Sementara itu, Penasihat Khusus Presiden Bidang Komunikasi, Hasan Nasbi, memberikan klarifikasi pada Rabu (20/5/2026). Hasan menyebut pernyataan Prabowo sebagai bentuk kebijaksanaan atau wisdom seorang orang tua yang berbicara di depan anak-anaknya. “Paham dalam arti dua. Paham bahwa memang mereka secara tidak langsung tidak menggunakan dolar sama sekali. Mereka belanja pakai rupiah, jasa, tenaga, pertukaran barang semua berdagang pakai rupiah. Dan enggak terlalu memikirkan berapa kurs dolar pada saat itu,” papar Hasan. Ia menambahkan, “Dan yang kedua, sebenarnya masyarakat desa itu juga paham bahwa presiden bicara di depan mereka pada saat itu seperti wisdom orang tua berbicara di depan anak-anaknya.”
Hasan Nasbi juga menegaskan bahwa pemerintah tidak menutup mata terhadap tekanan nilai tukar rupiah yang sedang terjadi, namun tidak semua kerja-kerja pemerintah perlu disampaikan secara teknis kepada masyarakat, terutama masyarakat desa. “Kerumitan-kerumitan ini, kompleksitas persoalan ini enggak harus ditransfer ke masyarakat.
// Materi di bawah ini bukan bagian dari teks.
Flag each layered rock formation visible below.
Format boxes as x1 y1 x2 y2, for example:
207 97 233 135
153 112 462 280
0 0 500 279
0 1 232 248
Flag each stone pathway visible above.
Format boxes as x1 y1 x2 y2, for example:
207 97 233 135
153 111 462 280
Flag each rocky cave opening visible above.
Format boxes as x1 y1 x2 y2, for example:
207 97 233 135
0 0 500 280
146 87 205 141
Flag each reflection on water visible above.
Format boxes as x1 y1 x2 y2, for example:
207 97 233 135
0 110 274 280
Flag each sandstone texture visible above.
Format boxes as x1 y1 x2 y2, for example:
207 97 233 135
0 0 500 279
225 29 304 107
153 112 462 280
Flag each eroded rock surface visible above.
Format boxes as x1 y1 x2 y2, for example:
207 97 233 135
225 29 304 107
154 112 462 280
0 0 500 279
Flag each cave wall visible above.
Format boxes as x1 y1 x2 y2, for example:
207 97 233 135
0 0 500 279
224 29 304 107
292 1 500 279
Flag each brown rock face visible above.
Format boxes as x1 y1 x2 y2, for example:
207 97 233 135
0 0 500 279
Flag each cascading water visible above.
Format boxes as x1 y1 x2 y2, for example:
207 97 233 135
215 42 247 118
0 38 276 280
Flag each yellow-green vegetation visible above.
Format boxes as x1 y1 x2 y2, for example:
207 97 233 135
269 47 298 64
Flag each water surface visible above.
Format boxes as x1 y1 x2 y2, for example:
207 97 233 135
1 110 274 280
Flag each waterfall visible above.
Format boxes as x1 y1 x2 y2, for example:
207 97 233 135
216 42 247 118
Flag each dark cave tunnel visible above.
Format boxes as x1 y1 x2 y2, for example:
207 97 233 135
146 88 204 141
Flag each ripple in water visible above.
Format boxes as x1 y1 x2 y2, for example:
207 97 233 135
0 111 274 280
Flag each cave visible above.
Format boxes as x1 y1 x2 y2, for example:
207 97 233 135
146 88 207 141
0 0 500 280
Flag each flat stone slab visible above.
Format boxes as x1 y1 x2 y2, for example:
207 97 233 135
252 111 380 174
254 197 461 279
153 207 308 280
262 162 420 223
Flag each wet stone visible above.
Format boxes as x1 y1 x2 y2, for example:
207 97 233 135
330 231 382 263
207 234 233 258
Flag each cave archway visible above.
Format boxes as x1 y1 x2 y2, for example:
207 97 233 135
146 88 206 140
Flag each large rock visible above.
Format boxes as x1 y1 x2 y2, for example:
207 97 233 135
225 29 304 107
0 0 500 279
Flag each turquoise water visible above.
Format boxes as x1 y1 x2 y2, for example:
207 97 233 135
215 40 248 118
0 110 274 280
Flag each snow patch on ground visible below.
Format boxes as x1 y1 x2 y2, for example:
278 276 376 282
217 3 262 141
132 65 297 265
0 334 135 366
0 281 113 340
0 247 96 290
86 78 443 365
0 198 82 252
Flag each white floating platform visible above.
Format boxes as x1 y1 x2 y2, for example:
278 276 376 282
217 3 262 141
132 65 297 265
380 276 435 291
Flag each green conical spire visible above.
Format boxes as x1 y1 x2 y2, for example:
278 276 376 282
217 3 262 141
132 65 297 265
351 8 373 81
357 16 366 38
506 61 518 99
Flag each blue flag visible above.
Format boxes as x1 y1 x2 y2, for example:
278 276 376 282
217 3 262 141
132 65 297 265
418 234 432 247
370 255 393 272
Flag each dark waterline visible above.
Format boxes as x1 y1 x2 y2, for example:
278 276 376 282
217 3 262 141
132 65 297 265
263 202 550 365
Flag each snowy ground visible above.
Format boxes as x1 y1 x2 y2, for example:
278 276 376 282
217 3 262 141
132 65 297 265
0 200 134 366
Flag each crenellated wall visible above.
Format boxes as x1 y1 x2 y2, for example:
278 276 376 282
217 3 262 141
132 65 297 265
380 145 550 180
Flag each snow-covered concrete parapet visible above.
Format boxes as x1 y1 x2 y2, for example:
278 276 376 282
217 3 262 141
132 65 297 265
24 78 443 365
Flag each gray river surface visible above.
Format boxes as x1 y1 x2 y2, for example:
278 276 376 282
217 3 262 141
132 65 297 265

Apalagi masyarakat desa. Nah, ini kan wisdom, wisdom dari orang tua terhadap anak-anaknya, wisdom dari pemerintah terhadap warga negaranya,” jelasnya. Ia juga mengungkapkan bahwa Presiden Prabowo telah memanggil Komite Stabilitas Sistem Keuangan (KSSK) pada 5 Mei 2026 untuk membahas tekanan nilai tukar dan berbagai langkah strategis yang dapat diambil pemerintah. “Yang harus berpikir keras pemerintah, yang harus menjadikan ini sebagai beban hidup dan kepusingan itu pemerintah. Jadi kasih waktu pemerintah untuk menjalankan strategi untuk menstabilkan nilai tukar,” pungkasnya.
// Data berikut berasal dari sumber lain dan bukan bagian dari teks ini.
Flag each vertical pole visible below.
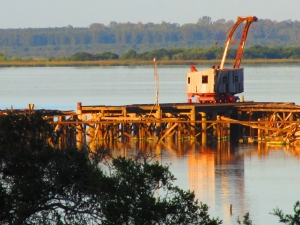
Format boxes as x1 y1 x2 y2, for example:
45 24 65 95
257 118 262 141
156 106 161 139
77 102 82 149
200 112 207 146
190 106 196 139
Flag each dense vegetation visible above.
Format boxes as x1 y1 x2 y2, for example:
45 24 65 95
0 16 300 58
0 45 300 62
0 112 300 225
0 113 221 225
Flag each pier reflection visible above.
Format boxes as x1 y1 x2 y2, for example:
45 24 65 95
97 140 300 224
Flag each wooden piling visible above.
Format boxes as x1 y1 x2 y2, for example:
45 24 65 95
200 112 207 146
76 102 82 149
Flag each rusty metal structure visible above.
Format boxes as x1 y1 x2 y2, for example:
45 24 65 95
186 16 257 103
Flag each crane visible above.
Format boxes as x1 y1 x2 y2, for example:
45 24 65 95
220 16 258 69
186 16 258 103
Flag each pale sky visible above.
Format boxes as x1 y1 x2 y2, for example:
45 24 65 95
0 0 300 29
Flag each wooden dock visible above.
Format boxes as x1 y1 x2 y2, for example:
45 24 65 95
0 102 300 148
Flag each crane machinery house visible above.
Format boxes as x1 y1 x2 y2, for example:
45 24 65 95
186 68 244 103
186 16 258 103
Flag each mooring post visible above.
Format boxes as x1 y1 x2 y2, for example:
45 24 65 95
257 118 262 141
76 102 82 149
155 105 161 138
200 112 207 146
190 106 196 139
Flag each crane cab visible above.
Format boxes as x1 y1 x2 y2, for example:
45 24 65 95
186 68 244 103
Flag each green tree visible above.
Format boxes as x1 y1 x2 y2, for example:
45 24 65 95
0 113 221 225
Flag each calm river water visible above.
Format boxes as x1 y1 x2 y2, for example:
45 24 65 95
0 64 300 225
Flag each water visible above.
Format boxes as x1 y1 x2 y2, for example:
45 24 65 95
0 64 300 225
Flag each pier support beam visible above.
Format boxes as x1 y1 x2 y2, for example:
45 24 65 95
76 102 82 149
200 112 207 146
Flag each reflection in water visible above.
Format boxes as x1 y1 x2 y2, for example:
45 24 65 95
103 140 300 225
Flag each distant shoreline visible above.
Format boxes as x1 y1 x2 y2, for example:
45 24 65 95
0 59 300 67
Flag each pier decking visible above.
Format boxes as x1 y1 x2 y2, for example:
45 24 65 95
0 102 300 148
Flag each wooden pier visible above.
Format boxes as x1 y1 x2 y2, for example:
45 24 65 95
0 102 300 148
5 102 300 149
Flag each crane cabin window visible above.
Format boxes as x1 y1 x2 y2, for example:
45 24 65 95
234 76 239 83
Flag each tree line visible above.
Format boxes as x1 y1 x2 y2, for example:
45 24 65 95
0 45 300 61
0 16 300 57
0 111 300 225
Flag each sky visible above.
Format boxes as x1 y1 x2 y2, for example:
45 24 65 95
0 0 300 29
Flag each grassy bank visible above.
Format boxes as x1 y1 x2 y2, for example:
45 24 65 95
0 59 300 67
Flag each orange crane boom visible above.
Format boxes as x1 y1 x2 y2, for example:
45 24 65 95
220 16 257 69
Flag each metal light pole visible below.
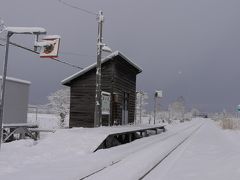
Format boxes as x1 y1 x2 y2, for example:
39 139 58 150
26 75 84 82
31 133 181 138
0 32 13 149
94 11 104 127
153 95 157 124
0 27 46 148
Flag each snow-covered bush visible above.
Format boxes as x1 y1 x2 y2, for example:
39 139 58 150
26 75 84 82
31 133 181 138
48 88 70 127
220 117 240 129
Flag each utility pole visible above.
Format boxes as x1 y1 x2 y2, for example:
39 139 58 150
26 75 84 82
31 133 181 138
153 95 157 124
94 11 104 127
0 32 13 149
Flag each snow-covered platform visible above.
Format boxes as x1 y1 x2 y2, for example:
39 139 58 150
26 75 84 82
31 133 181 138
33 124 165 153
95 124 165 151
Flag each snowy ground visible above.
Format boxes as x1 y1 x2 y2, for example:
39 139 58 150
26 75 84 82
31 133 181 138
0 119 240 180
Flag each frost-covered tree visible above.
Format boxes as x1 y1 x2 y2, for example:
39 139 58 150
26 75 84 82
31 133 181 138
48 88 70 127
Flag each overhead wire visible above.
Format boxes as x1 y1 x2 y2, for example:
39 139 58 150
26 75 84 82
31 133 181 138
0 38 84 70
58 0 98 16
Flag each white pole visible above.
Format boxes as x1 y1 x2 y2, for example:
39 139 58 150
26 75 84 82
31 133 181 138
94 11 104 127
0 32 12 149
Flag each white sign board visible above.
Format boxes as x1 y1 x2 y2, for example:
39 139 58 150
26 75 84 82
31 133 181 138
155 91 163 98
40 35 60 58
102 91 111 115
237 104 240 112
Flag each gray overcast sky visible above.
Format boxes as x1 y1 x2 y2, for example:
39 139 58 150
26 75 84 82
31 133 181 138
0 0 240 111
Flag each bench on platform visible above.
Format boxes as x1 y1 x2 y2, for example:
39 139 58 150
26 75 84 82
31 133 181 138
3 123 55 142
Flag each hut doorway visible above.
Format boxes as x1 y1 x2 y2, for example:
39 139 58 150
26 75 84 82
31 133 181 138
122 92 129 125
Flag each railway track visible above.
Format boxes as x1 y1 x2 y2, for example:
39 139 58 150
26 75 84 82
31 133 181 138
79 123 203 180
138 124 203 180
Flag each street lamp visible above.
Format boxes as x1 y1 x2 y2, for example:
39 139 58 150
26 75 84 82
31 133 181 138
94 11 112 127
0 27 47 149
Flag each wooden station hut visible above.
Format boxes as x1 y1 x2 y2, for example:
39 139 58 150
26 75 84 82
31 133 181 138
62 51 142 127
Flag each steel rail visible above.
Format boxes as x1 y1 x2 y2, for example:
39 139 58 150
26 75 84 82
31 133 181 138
79 121 202 180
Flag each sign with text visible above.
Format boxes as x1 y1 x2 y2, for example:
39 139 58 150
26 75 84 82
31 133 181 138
155 91 163 98
102 91 111 115
237 104 240 112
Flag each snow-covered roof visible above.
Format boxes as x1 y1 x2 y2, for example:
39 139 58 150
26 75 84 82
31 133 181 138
0 76 31 84
61 51 142 85
7 27 47 34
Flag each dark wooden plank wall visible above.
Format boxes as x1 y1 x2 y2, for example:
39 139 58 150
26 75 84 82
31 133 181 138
69 56 139 127
102 61 113 126
112 57 138 124
69 71 96 127
69 61 113 127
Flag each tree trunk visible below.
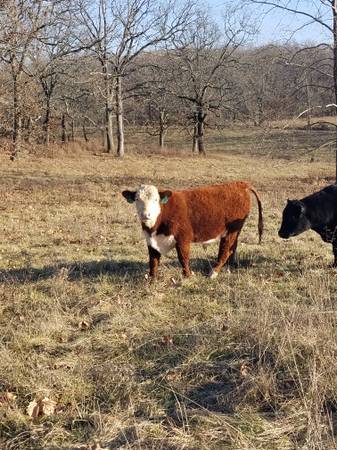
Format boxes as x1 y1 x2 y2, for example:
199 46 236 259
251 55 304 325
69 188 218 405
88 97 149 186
25 116 32 143
332 0 337 184
192 113 198 153
197 106 206 155
71 118 75 142
159 111 165 148
12 76 21 159
61 114 67 143
116 76 124 158
82 121 89 142
103 61 114 153
43 98 50 147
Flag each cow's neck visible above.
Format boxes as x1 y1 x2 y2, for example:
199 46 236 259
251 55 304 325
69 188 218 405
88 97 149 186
142 213 162 236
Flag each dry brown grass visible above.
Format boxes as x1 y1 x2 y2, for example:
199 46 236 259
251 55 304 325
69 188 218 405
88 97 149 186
0 135 337 450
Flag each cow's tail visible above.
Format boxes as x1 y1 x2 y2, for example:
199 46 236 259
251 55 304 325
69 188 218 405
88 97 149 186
249 186 263 244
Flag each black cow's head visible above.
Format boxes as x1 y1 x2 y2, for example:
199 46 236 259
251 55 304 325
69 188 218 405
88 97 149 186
278 200 310 239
Para pengamat menilai bahwa ramainya klarifikasi dari dua pejabat ini menunjukkan bahwa pernyataan Presiden Prabowo dianggap cukup kontroversial sehingga memerlukan penjelasan berlapis. Namun demikian, kedua pejabat tersebut kompak menyatakan bahwa tidak ada yang keliru dari pernyataan Presiden, hanya perlu dipahami dalam konteks komunikasi yang tepat. Hingga berita ini diturunkan, Presiden Prabowo sendiri belum memberikan pernyataan tambahan mengenai polemik tersebut.